Am I the only one who notices the frequency of sirens in San Francisco or perhaps its just my neighborhood? While I’m new to the city, I’m not new to urban living, although after living in my quiet tree-lined street on the border of Cambridge Mass for far too many years, perhaps I’ve “gone a litt’l soft.”
It’s not something that keeps me up every night and yet, I can’t help but notice how often they wail. The time of day doesn’t seem to matter or be an indicator to what, where and why — the roaring noise echos in the distance at three am, four in the afternoon, mid-day. Someone recently remarked – “San Francisco has a lot of fires.” What’s a lot? I’d like to know.
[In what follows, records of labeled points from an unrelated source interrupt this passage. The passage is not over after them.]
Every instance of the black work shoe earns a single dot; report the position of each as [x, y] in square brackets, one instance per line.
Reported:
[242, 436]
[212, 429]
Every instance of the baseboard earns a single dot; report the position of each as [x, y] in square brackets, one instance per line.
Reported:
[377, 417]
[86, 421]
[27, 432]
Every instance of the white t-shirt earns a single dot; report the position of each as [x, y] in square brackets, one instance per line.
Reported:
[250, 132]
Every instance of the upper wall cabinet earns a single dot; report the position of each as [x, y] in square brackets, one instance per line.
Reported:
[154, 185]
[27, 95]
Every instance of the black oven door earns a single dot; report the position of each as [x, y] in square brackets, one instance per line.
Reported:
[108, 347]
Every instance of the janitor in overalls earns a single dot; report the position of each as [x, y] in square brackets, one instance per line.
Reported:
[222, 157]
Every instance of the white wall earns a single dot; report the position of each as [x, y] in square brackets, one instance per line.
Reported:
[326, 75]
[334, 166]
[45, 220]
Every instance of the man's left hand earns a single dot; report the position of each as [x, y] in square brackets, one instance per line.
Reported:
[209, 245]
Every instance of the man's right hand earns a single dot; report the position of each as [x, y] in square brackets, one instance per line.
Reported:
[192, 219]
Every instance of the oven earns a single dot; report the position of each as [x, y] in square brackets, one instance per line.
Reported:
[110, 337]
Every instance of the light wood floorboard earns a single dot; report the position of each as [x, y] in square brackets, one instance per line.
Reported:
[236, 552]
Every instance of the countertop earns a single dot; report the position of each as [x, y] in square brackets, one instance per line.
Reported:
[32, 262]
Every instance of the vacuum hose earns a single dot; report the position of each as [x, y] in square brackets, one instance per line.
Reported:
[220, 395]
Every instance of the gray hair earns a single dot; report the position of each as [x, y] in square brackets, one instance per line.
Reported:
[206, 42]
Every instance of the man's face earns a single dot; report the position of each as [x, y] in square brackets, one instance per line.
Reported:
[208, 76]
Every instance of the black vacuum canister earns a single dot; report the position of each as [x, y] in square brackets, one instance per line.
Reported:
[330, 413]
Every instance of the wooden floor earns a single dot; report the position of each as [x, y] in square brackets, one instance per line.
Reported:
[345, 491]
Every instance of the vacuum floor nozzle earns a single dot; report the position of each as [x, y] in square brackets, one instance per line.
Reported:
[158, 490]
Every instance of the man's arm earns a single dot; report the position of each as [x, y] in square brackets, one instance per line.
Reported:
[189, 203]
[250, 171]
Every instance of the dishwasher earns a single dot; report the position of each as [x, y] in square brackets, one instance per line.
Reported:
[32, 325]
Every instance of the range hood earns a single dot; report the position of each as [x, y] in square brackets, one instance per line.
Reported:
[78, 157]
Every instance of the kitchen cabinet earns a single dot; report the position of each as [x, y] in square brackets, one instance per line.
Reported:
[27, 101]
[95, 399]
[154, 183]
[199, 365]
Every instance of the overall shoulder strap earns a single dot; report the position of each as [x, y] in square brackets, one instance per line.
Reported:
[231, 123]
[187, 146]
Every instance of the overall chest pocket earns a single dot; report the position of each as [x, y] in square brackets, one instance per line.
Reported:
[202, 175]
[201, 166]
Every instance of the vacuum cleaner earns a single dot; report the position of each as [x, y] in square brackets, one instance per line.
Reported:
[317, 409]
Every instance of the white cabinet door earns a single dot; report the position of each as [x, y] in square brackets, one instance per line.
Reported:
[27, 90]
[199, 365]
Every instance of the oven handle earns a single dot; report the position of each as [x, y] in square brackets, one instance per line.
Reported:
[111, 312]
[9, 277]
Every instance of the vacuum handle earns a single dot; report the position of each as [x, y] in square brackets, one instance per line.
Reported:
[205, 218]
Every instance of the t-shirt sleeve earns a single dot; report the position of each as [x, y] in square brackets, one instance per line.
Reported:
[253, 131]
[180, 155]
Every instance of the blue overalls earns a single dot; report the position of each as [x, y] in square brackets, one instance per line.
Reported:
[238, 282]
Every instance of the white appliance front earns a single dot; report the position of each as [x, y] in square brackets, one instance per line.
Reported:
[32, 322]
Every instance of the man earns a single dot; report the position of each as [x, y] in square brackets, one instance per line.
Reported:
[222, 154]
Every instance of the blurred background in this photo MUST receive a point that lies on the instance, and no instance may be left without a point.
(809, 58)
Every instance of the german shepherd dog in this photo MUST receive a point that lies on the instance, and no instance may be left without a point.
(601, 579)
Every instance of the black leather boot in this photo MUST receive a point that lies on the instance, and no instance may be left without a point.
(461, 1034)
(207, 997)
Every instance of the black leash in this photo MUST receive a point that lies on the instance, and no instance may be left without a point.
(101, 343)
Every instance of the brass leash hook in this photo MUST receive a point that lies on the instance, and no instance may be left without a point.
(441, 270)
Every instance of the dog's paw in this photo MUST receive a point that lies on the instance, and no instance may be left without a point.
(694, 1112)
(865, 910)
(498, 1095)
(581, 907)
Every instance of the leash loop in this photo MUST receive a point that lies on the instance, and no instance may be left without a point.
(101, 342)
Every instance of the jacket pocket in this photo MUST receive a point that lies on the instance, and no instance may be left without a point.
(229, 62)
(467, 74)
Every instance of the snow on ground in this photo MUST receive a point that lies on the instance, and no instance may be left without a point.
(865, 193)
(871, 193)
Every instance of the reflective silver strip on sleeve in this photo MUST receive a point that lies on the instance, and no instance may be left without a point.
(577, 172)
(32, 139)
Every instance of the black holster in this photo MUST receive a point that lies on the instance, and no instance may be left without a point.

I’ve spent a significant amount of time in Manhattan and have lived in Sydney, London and Johannesburg and never noticed so many sirens.
Clearly we need a loud alert of some form to let traffic know its time to move right when a fire truck or ambulance approaches, but are there alternatives? We have traditionally used them for emergency alerts, so perhaps we’re stuck with those blaring sirens, even though in many cases, they can cause unnecessary confusion, resulting in slowing of their passage.
Here’s more on whether the benefits outweigh the risks.
Then again, I’ve been re-reading so many books on “presence” and “awareness” lately, that perhaps I’m becoming more sensitive to this annoying hum. My authors on the topic would say “sit with it, absorb it, let it pass through me, etc…..” So perhaps I’ll try that. :-)
I love this humorous CBS News take on sirens. I couldn’t help but smile.
A few excerpts:
“Imagine you’re a patient in an ambulance being rushed to the hospital. That siren can’t be helpful to your condition. In New York, instead of the siren I’d like to hear Frank Sinatra singing “New York, New York. If you were in an ambulance being rushed to the hospital what would you rather hear?”
“In San Francisco, how about Tony Bennett’s “I left My Heart in San Francisco?”
“Of course, that might not be the best song for a heart patient, but any song, any singer is better than a siren.”
“As far as letting traffic know to get out of the way, I’m sure in time we’ll learn to get out of the way of a song, just like we get out of the way of a siren, and getting out the way for a song is a lot more relaxing.”
Fat chance that this will ever get passed. For now, I think I’ll just need to resort to sitting with it, absorbing it, and letting it pass through me. With this approach, like the speed boats on the Adirondack lake where I grew up, the roar becomes part of what’s relaxing about the environment rather than a reminder that I’m living in an urban sprawl rather than on some quiet mountaintop.